Political Ecology of Environmental NGOs in China: Changing relations, changing landscape (14652)
In recent decades, environmental NGOs (eNGOs) have become increasingly important in addressing environmental issues in China. The majority of Chinese eNGO research views eNGOs as solutions to a democratic society and/or sustainable development. Nevertheless, by adopting political ecology as the conceptual framework, this thesis aims to critically examine how power relations among eNGOs and other actors materially and discursively influence the physical and social landscape in rural China, a country wherein eNGO practices are embedded in their relationships with actors across scales, including donors, international NGOs, different levels of government, and local communities.

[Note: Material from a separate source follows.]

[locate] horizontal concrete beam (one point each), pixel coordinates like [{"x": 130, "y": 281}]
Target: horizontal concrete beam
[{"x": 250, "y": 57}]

Chinese eNGOs are suggested to be constrained both by their international partners and the authoritarian governmental. By conducting ethnographic work on a domestic eNGO and its project area in southwest China, this research argues that Chinese eNGOs are not only shaped by the international agendas, mainstream discourse, governmental policy and politics. More importantly, eNGO practices are greatly modified at the local level, in the context of the competing power of different governments in China and heavy reliance upon international linkages.By looking into eNGOs projects in rural China, this research empirically demonstrates how transformed eNGO agenda influence rural landscape change shaped by social relations and environmental practices locally. Theoretically, this research challenges the assumptions of several popular concepts Chinese eNGOs adopt, including community participation, empowerment and sustainable development.